Meskipun Rinpoche menegaskan bahwa Bhutan “sangat damai dan memiliki lingkungan alam yang agung dan murni”, ia juga mengakui bahwa Kerajaan Bhutan memiliki masalah, sama seperti di tempat lain.

Inflasi terus meningkat, dengan indeks harga konsumen secara keseluruhan naik hampir 9% pada tahun lalu.

Kerawanan pangan juga merupakan kenyataan (Bhutan mengimpor sekitar 50% dari makanannya) dan negara tersebut telah mengalami kenaikan hampir 15% dalam harga pangan.

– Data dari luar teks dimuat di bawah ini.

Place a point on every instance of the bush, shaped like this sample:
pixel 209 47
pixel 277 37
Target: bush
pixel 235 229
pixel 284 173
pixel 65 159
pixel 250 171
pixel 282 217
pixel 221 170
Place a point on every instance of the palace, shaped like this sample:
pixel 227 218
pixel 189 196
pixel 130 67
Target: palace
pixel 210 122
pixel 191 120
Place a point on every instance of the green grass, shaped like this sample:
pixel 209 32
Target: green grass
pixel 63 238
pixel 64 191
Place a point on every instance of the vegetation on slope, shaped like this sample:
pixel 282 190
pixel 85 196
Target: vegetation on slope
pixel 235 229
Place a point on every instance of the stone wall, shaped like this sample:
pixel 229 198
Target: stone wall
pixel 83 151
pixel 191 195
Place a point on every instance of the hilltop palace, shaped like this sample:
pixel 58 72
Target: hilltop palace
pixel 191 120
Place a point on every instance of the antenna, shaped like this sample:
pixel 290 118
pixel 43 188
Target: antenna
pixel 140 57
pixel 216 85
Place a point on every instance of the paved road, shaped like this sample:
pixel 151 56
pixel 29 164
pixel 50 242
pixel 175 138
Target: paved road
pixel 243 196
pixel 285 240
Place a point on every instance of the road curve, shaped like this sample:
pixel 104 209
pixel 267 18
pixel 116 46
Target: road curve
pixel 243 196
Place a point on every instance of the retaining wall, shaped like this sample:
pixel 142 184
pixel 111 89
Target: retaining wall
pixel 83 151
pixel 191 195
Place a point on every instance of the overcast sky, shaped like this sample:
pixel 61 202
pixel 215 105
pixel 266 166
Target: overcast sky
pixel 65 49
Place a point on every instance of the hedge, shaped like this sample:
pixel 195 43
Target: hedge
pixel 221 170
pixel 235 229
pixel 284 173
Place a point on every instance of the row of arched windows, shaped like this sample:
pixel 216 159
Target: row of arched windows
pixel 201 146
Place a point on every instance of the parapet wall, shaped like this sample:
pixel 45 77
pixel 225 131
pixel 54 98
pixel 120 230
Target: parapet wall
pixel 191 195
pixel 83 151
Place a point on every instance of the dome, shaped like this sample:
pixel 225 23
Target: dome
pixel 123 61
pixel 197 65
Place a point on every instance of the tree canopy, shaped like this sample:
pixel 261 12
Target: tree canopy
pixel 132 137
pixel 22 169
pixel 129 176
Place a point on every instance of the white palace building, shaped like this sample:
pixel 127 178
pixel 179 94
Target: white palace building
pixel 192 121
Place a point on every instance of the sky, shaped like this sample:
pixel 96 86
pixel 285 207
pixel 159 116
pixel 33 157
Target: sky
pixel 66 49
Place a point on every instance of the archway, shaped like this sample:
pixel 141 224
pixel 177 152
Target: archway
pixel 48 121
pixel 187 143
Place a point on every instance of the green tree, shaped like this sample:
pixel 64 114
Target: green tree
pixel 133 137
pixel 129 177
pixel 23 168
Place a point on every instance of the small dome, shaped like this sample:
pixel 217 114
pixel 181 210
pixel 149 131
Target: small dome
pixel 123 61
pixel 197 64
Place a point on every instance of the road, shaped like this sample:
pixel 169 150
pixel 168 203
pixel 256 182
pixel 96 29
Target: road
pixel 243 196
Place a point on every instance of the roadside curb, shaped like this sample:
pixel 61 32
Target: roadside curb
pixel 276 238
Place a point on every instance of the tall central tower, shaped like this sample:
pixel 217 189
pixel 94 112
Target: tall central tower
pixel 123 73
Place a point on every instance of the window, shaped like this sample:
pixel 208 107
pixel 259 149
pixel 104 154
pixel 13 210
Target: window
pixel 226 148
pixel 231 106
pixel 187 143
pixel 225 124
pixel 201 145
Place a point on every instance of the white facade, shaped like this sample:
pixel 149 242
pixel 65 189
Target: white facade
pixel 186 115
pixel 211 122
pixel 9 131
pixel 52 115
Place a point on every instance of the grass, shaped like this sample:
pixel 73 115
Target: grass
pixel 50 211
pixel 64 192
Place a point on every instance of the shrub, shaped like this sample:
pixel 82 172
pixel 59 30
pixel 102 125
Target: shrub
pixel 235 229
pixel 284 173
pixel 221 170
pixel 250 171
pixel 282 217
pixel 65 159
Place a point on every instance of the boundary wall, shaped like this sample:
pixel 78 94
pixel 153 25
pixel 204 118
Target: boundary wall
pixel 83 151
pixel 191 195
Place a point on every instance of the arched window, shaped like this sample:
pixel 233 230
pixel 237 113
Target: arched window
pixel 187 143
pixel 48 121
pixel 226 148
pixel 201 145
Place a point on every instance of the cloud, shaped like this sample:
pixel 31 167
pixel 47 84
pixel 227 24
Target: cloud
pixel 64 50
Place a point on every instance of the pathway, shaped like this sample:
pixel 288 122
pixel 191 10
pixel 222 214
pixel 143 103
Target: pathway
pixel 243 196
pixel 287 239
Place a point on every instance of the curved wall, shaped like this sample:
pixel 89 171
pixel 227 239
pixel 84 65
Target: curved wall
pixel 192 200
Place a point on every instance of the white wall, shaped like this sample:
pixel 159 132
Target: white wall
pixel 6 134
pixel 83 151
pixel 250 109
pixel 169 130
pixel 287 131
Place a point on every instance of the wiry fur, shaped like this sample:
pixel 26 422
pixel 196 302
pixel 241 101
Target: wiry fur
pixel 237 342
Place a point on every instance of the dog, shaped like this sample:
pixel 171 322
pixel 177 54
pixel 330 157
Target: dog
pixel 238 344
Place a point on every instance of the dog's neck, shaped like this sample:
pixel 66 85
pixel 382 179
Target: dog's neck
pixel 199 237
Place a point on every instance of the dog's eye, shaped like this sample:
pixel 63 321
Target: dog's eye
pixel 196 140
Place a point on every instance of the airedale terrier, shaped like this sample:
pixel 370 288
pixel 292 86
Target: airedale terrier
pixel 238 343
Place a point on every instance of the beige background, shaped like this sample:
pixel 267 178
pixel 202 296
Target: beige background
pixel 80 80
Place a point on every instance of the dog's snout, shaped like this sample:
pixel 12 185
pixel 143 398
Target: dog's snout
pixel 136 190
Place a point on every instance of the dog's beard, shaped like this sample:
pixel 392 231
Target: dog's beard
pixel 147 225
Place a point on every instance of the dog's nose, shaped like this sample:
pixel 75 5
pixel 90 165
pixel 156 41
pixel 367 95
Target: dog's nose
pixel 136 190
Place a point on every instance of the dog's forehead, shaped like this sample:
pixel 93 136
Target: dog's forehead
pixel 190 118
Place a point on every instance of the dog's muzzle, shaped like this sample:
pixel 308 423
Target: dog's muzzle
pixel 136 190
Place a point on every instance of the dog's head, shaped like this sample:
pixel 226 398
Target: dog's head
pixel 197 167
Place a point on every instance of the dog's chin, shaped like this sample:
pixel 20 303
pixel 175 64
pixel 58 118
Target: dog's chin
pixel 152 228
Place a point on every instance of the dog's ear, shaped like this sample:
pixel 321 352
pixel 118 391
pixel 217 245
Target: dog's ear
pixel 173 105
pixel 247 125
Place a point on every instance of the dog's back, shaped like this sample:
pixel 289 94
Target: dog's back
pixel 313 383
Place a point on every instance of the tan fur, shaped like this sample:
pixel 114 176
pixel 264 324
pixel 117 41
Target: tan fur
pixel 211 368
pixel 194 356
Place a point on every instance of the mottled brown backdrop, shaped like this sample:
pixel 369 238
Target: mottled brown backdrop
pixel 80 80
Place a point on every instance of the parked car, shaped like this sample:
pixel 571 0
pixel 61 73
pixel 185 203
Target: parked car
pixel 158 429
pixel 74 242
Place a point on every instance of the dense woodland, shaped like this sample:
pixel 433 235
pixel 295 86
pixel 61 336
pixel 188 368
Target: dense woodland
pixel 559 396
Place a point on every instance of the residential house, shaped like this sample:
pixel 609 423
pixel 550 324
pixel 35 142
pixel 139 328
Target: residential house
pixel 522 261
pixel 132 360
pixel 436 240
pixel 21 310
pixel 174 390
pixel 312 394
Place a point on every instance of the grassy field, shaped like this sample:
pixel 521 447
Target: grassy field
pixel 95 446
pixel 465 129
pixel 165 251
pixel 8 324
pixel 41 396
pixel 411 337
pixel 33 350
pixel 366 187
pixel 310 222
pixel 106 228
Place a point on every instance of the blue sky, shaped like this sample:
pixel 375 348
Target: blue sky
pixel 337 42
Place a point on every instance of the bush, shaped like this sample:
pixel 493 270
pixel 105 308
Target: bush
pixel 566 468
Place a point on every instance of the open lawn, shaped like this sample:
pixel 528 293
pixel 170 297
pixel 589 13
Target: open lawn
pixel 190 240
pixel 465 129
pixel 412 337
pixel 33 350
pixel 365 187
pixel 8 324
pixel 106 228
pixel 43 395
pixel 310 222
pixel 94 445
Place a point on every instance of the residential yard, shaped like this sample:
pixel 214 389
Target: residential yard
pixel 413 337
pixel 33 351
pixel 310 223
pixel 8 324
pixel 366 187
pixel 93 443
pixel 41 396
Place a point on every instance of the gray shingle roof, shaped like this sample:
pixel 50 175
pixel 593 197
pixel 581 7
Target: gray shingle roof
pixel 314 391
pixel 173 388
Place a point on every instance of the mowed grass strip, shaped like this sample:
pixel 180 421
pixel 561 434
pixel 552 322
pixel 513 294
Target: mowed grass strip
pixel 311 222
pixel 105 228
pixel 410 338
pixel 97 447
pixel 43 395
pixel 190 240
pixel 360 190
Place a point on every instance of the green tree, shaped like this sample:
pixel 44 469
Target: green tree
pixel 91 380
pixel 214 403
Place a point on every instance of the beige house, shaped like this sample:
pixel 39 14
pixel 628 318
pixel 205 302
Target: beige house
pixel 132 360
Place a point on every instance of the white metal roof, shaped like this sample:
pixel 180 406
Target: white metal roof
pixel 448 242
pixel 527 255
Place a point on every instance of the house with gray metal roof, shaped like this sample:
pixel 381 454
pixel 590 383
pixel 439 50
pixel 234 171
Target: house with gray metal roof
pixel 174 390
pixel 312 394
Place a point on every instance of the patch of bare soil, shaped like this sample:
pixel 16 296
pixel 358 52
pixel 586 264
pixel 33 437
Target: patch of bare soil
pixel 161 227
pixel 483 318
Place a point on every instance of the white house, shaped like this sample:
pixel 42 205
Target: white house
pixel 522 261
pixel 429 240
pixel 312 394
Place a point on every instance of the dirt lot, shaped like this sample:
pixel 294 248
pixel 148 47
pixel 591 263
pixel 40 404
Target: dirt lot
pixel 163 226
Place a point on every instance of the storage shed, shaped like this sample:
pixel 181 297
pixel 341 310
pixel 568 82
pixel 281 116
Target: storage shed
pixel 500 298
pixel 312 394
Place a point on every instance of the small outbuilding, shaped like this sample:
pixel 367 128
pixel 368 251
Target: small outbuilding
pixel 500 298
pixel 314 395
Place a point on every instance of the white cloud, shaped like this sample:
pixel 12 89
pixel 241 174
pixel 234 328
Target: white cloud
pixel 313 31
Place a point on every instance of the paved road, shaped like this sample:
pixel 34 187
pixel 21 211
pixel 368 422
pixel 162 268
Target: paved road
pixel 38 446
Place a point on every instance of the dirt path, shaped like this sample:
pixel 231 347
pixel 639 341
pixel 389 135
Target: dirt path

Dampak penutupan perbatasannya dari Maret 2020 hingga Agustus 2021 juga berarti bahwa dan setidaknya 50.000 orang yang bekerja di industri pariwisata kehilangan pekerjaan dan mata pencaharian, seperti yang dialami Dozi.

Namun, tata kelola yang baik, salah satu landasan GNH, sangat penting bagi kelangsungan hidup Bhutan selama pandemi.

Respon cepat pemerintah terhadap dampak sosial-ekonomi akibat virus corona diapresiasi oleh masyarakat internasional, seperti menunda pembayaran pajak dan memberikan bantuan keuangan kepada warga.

Selain itu, anggota parlemen menyumbangkan gaji satu bulan untuk upaya bantuan.

Pemerintah juga memprioritaskan vaksinasi warganya dan saat ini 90,2% dari populasi yang memenuhi syarat telah divaksinasi lengkap.

“Apa yang istimewa dari menjadi orang Bhutan adalah selalu ada rasa syukur yang bersatu, kesejahteraan komunal, dan identitas nasional,” tambah Thinley Choden, seorang wirausahawan dan konsultan sosial.

Choden meyakini sebagian alasan mengapa orang Bhutan memandang kebahagiaan secara berbeda dari budaya lain adalah karena kemampuan mereka untuk mendamaikan masa lalu dan masa kini.

“Budaya Bhutan berakar kuat pada tradisi dan nilai-nilai spiritual kami, tetapi kami adalah masyarakat yang sangat progresif dan praktis.

“Umumnya, budaya dan agama kami tidak menentukan, dan bukan pilihan hitam-putih, melainkan menavigasi jalan tengah di kehidupan sehari-hari.”

Jika ada satu nasihat yang Rinpoche dapat bagikan kepada dunia, itu adalah ini: “Selalu ingat bahwa hal yang paling penting adalah menjalani hidup pada saat ini, dan bahwa kebahagiaan bukanlah produk sampingan dari faktor eksternal, tetapi hasil dari pengkondisian pikiran Anda secara positif. Kebahagiaan ada dalam genggaman semua orang.”